If I was doing this for a formal project, I would probably think through the best way to use these word variations to query the business names. Additionally I would try to also identify common misspellings of these words.

grocery_name_parts = [p for var in search_terms.values() for p in var]

We want to make sure we only are considering the word if it is the actual word, and not a subword.

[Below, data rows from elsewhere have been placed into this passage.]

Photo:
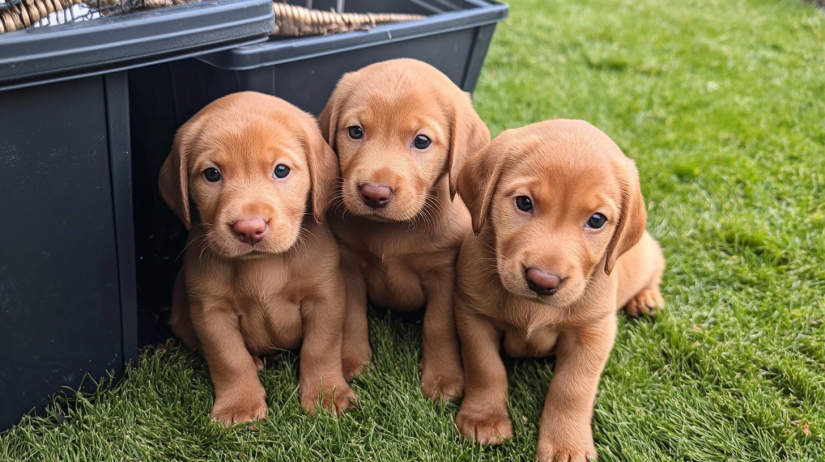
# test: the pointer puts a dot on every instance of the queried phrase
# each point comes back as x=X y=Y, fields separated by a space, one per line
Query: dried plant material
x=289 y=20
x=297 y=21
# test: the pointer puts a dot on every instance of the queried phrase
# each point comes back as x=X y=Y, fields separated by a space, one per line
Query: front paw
x=484 y=428
x=568 y=444
x=334 y=397
x=355 y=358
x=245 y=406
x=443 y=383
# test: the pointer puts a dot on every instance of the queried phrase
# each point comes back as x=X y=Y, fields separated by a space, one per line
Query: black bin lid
x=113 y=43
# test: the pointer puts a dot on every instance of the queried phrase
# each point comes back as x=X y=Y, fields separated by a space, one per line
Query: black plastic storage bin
x=454 y=38
x=67 y=265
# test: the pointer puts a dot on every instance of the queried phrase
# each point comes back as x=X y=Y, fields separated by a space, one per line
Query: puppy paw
x=240 y=407
x=335 y=398
x=549 y=452
x=442 y=385
x=354 y=359
x=484 y=428
x=563 y=439
x=646 y=302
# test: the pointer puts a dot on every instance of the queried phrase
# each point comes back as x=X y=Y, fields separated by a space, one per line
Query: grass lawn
x=722 y=104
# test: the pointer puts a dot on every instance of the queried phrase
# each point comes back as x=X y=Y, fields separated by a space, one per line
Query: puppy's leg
x=642 y=277
x=564 y=429
x=356 y=349
x=321 y=373
x=442 y=376
x=483 y=416
x=239 y=395
x=181 y=319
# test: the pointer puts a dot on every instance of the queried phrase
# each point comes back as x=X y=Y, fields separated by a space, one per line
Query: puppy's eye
x=212 y=175
x=281 y=171
x=524 y=203
x=596 y=221
x=355 y=132
x=421 y=142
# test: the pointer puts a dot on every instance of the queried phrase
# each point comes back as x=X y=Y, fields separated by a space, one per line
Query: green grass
x=722 y=104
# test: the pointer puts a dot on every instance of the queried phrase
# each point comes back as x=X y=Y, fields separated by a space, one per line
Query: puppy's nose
x=542 y=282
x=376 y=195
x=250 y=230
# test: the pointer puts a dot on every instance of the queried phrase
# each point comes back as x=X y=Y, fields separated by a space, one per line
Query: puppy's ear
x=328 y=120
x=468 y=135
x=477 y=180
x=323 y=170
x=632 y=218
x=173 y=181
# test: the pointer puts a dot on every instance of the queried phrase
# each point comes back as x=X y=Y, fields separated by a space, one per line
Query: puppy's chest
x=393 y=283
x=536 y=343
x=268 y=310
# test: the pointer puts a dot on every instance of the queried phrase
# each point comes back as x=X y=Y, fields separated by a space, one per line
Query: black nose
x=376 y=195
x=542 y=282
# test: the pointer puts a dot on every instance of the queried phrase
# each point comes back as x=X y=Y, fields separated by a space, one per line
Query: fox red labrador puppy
x=260 y=271
x=402 y=130
x=560 y=246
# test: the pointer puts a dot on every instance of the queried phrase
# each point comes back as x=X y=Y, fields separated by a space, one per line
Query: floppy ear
x=328 y=120
x=476 y=182
x=632 y=218
x=323 y=171
x=173 y=181
x=468 y=135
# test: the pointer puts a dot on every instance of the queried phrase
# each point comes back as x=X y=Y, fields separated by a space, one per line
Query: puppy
x=259 y=273
x=402 y=130
x=560 y=246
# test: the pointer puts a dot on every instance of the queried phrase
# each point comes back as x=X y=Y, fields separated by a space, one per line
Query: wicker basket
x=289 y=20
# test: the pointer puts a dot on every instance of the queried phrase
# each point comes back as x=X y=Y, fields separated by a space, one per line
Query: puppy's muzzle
x=376 y=195
x=542 y=282
x=250 y=230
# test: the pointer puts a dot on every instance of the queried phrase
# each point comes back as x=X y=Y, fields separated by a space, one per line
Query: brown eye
x=355 y=132
x=596 y=221
x=421 y=142
x=524 y=203
x=212 y=175
x=281 y=171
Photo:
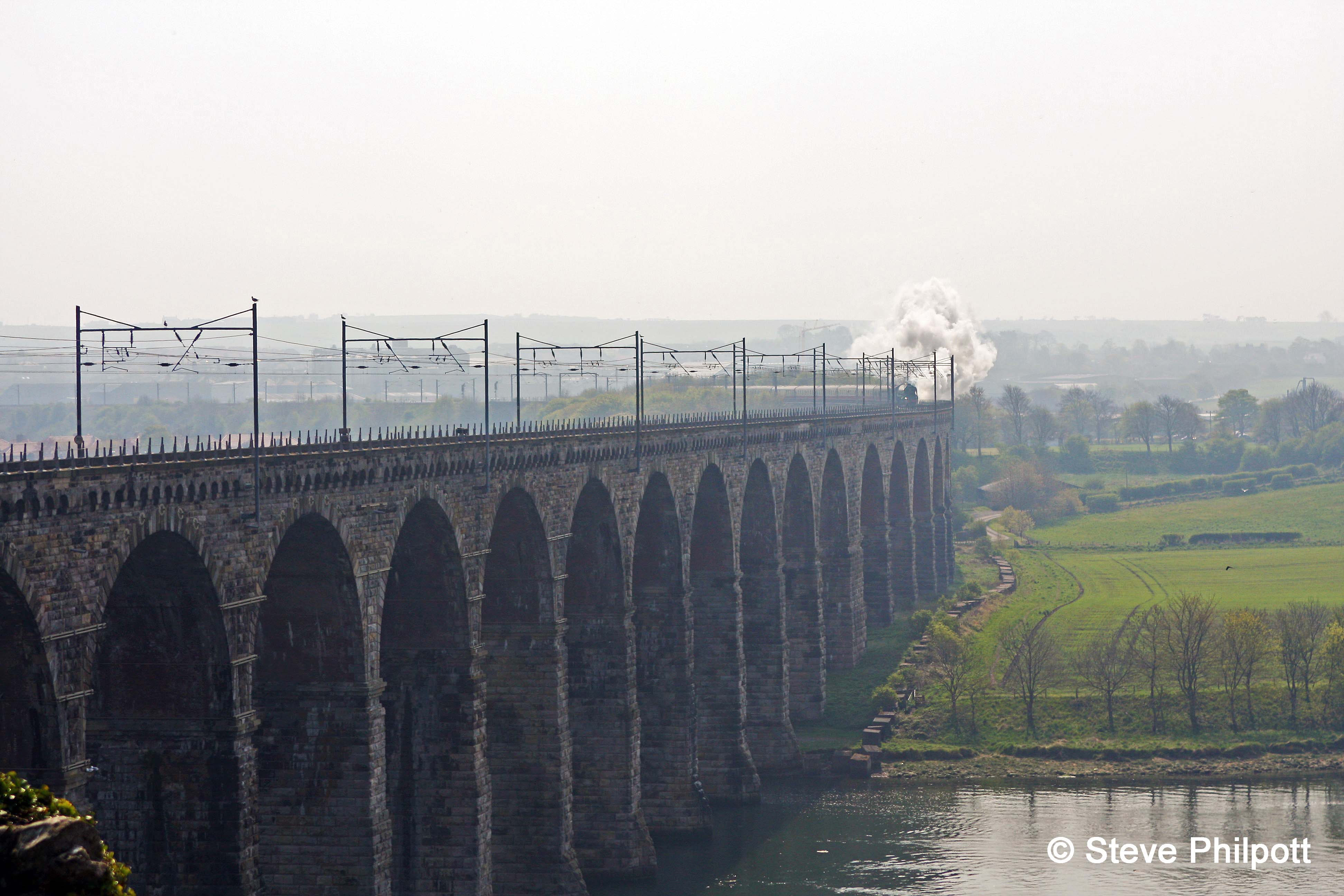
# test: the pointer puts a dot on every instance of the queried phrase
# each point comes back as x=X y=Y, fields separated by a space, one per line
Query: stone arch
x=30 y=734
x=611 y=837
x=803 y=597
x=921 y=495
x=663 y=667
x=764 y=641
x=435 y=725
x=941 y=531
x=726 y=767
x=843 y=608
x=320 y=743
x=901 y=535
x=529 y=735
x=877 y=555
x=170 y=784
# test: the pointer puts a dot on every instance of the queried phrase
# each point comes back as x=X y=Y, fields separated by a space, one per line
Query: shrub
x=1074 y=455
x=1257 y=457
x=1104 y=503
x=22 y=804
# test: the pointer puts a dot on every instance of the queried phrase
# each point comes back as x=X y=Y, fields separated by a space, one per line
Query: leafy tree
x=1044 y=425
x=951 y=665
x=1151 y=651
x=1140 y=421
x=1015 y=405
x=1017 y=522
x=1237 y=409
x=982 y=410
x=1191 y=620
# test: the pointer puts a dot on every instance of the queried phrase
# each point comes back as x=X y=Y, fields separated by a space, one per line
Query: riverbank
x=1018 y=769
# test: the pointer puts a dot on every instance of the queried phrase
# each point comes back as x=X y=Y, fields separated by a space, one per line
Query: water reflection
x=876 y=839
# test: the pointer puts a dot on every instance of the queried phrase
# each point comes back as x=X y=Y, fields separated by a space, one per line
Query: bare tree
x=1168 y=416
x=1017 y=405
x=1034 y=663
x=980 y=408
x=1140 y=422
x=1191 y=618
x=1151 y=653
x=1108 y=661
x=1076 y=410
x=1247 y=640
x=1103 y=410
x=1300 y=628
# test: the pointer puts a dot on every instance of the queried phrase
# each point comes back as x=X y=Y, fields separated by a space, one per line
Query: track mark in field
x=1132 y=571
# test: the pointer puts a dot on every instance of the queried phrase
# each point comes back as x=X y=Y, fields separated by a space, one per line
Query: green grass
x=1314 y=511
x=849 y=691
x=1261 y=578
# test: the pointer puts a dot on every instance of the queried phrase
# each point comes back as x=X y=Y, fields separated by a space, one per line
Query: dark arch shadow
x=764 y=643
x=322 y=737
x=921 y=496
x=663 y=668
x=609 y=833
x=877 y=555
x=160 y=727
x=803 y=598
x=528 y=725
x=844 y=612
x=30 y=738
x=901 y=532
x=726 y=767
x=941 y=531
x=435 y=702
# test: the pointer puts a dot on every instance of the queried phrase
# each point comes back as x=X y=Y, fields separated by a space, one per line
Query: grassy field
x=1316 y=511
x=1261 y=578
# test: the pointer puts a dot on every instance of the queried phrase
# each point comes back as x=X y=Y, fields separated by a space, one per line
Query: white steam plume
x=926 y=318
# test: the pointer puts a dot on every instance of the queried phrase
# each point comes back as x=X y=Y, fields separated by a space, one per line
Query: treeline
x=1190 y=660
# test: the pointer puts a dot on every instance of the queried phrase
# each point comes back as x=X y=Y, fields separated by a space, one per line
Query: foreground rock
x=52 y=856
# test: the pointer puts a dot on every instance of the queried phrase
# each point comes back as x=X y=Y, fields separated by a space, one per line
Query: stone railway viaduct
x=410 y=680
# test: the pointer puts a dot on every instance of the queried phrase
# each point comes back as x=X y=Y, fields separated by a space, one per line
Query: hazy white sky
x=721 y=160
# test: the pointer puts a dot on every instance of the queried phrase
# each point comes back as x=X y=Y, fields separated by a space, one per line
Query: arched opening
x=435 y=702
x=162 y=731
x=926 y=578
x=320 y=745
x=726 y=767
x=30 y=741
x=609 y=833
x=663 y=668
x=528 y=722
x=843 y=610
x=764 y=643
x=901 y=535
x=949 y=571
x=877 y=557
x=941 y=531
x=803 y=598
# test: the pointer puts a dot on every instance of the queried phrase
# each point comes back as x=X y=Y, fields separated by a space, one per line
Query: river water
x=884 y=837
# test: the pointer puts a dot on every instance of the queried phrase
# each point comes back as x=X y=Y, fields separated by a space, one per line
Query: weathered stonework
x=409 y=679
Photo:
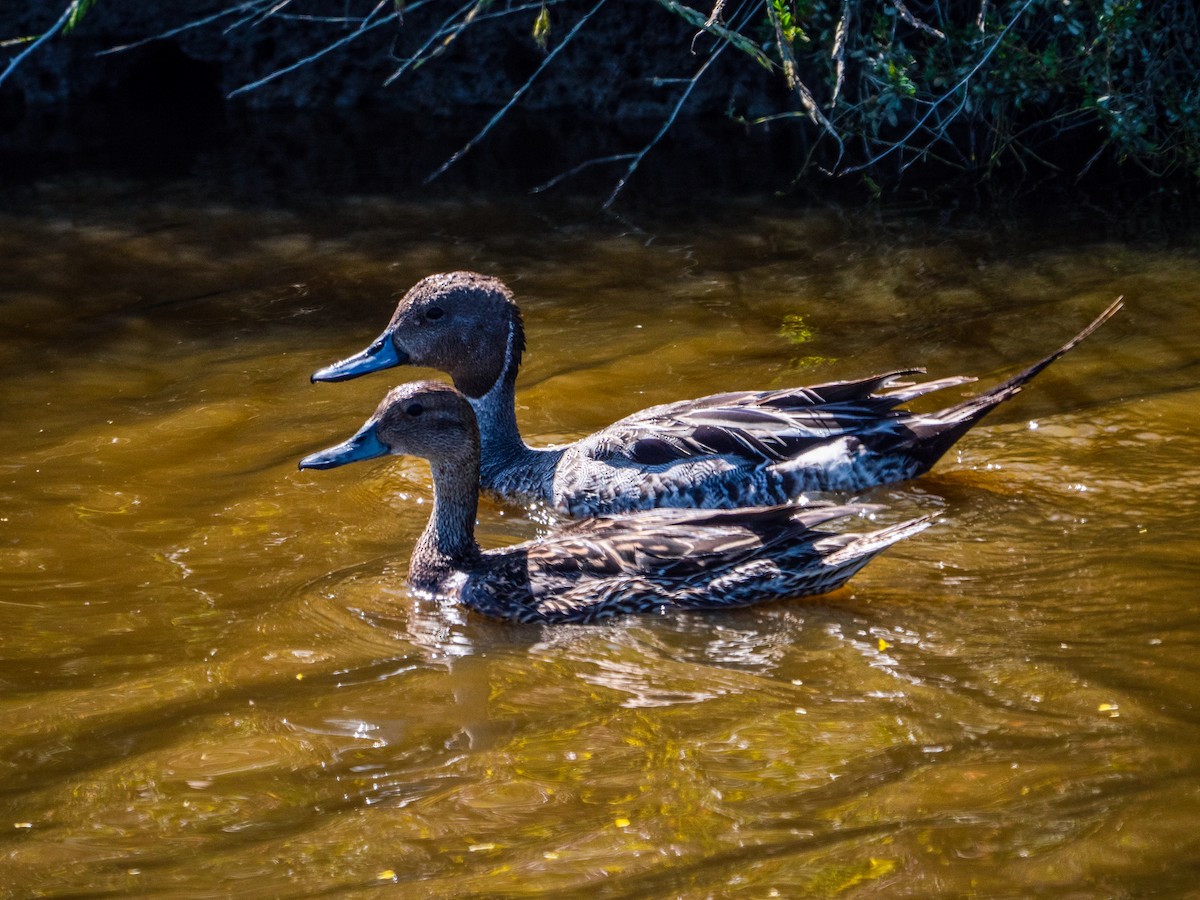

grocery_pattern = r"|".join([f"^{i}$| {i}$| {i} |^{i} " for i in grocery_name_parts])
grocery_stores = [
    name for name in bus_dat["name"] if bool(re.search(grocery_pattern, name))
]
len(grocery_stores)
2571
grocery_stores[0:15]
['shoppers drug mart',
 'wm morrison supermarkets plc',
 'waitrose',
 'c&s wholesale grocers',
 'hannaford supermarkets',
 'woolworths supermarkets',
 'price chopper supermarkets',
 'ralphs grocery company',
 'shoppers stop',
 'shoprite supermarkets',
 "shaw's supermarkets",
 'save mart supermarkets',
 'southeastern grocers',
 'brookshire grocery company',
 'associated wholesale grocers']

As we can see we could use a process like this to easily identify a business type, a grocery store in our case, just using information from the business name.